Vegetation is the main body of the biosphere, which plays an important role in regulating global carbon balance, maintaining the concentration of greenhouse gases in the atmosphere, especially in the global material and energy cycle. Net primary productivity refers to the amount of organic matter accumulated by green plants per unit area and unit time ( Liu et al., 1999), that is, the part of the organic carbon fixed by photosynthesis deducting plant respiration consumption, also known as net primary productivity. Vegetation net primary productivity is a key variable that represents vegetation activity and is also the main reason for seasonal changes in atmospheric CO2 concentration. Net ecosystem productivity determines whether there is an accumulation of excess atmospheric CO2 in the biosphere, so accurate estimation of NPP helps to understand the global carbon cycle ( Sun & Zhu, 1999). Therefore, net primary productivity is not only an important factor reflecting the activities of plants, but also a major factor for assessing the effects of carbon sources and carbon sinks in ecosystems ( Field et al., 1998). The study of vegetation net primary productivity is of great significance for analyzing the response of the carbon cycle process to global change. The International Geosphere-Biosphere Project (IGBP), Global Change and Terrestrial Ecosystem (GCTE), and Kyoto Protocol have identified vegetation net primary productivity research as one of the core contents ( IGBP, 1998). There are many research methods for net primary productivity. According to the model’s focus on various regulatory factors and the interpretation of the regulatory mechanism, the existing models can be divided into climate relative models, biogeochemical models, and light energy utilization models ( Gang et al., 2015).
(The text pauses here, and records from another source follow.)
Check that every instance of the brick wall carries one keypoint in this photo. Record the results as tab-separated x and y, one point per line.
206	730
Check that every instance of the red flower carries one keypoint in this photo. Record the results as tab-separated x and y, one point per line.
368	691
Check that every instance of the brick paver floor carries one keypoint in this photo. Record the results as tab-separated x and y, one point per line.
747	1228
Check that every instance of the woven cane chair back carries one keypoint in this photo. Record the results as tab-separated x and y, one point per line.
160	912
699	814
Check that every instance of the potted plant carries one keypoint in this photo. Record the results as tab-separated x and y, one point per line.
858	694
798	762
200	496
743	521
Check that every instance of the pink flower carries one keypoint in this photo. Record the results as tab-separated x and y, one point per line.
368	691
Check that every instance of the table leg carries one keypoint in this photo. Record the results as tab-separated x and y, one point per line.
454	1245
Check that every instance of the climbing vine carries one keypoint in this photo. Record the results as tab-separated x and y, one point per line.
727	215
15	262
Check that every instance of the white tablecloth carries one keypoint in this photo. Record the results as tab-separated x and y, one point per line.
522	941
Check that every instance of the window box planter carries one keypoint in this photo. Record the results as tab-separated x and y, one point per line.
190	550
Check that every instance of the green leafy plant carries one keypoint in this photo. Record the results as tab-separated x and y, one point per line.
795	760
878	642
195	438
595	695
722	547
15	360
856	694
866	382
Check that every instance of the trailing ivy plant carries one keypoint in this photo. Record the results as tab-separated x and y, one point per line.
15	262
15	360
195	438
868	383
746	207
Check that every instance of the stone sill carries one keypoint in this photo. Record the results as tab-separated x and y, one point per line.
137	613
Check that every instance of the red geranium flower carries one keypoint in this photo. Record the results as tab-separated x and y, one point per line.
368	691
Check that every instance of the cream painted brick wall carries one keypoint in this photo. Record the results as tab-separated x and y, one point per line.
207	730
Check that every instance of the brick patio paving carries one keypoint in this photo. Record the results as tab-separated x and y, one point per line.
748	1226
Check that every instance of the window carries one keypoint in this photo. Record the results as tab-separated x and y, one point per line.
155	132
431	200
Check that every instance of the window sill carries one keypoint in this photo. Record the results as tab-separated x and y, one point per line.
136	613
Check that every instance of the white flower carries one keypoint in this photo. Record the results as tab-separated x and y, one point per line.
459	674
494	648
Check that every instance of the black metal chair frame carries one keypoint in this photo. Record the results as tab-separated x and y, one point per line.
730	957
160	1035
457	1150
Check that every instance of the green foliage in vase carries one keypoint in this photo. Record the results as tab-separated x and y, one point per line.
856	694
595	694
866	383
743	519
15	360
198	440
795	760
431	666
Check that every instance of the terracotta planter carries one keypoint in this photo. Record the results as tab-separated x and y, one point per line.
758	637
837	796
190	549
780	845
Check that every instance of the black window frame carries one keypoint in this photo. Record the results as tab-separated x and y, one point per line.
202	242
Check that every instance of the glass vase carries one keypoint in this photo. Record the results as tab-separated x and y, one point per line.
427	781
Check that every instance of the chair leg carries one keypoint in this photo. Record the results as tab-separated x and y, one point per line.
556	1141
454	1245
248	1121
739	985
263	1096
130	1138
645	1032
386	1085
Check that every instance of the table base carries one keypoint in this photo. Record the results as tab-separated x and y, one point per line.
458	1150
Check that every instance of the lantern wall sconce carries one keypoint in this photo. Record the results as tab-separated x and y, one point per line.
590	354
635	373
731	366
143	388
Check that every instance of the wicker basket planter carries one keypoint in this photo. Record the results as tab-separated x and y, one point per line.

2. Estimation Models of Vegetation Net Primary Productivity
2.1. Climate Relative Models
In the natural environment, the productivity of vegetation community is mainly affected by climatic factors besides the biological and soil characteristics of plants. Therefore, the net primary productivity of vegetation can be estimated by analyzing the correlation between climate factors (such as temperature, precipitation, light, etc.) and plant dry matter production. According to the correlation principle between plant growth and environmental factors, the statistical regression models were established on the basis of a large number of measured data, and the vegetation net primary productivity was estimated by the established models. This type of model is represented by Miami model, Thornthwaite Memorial model, and Chikugo model.
Miami model was first established by Lieth & Whittaker (1975) according to the measured net primary productivity values of 50 stations around the world, annual average temperature and annual average precipitation. In fact, the net primary productivity of vegetation is also affected by other climatic factors, and the reliability of the results estimated by this model is only 66% - 75% ( Sun et al., 2012). Therefore, in order to further improve the reliability of the model, Lieth et al. proposed the Thornthwaite Memorial model, which links net primary productivity with the average annual evapotranspiration. Since evapotranspiration is affected by various climatic factors and has a certain relationship with photosynthesis, the estimation of net primary productivity is more reasonable. Uchijima & Seino (1985) established Chikugo model of net primary productivity related to net radiation and radiation dryness based on 682 sets of forest vegetation data, physiological ecology theory and mathematical statistical methods. This model takes into account the influence of many factors and is relatively a good semi theoretical and semi empirical method for estimating vegetation net primary productivity. However, this model is based on the premise of sufficient soil water supply, so the estimated net primary productivity is actually the potential or maximum net primary productivity, which is different from the actual situation. In order to estimate NPP of vegetation better, many models have been developed. Zhu (1993) improved the poor applicability of Chikugo model in grassland and desert areas. Zhou & Zhang (1995) improved the Chikugo model based on the physiological and ecological characteristics of plants, combined with the energy balance equation and the water balance equation, so that the estimated value in arid and semi-arid areas is closer to the actual value. The climate relative models consider fewer climate factors and lack the theoretical basis of physiology and ecology, and the statistical laws obtained under different regions and conditions lack broad universality.
2.2. Biogeochemical Models
The biogeochemical models have a relatively complete plant physiological and ecological basis. It takes climate, soil conditions and vegetation types as input variables to simulate the process of ecosystem, including photosynthesis, respiration, soil microbial decomposition process, and ecosystem material circulation process, and calculates the carbon and nutrient cycle and greenhouse gas exchange flux between plant, soil and atmosphere. The most commonly used biogeochemical models are TEM model, CENTURY model, BIOME-BGC model, etc.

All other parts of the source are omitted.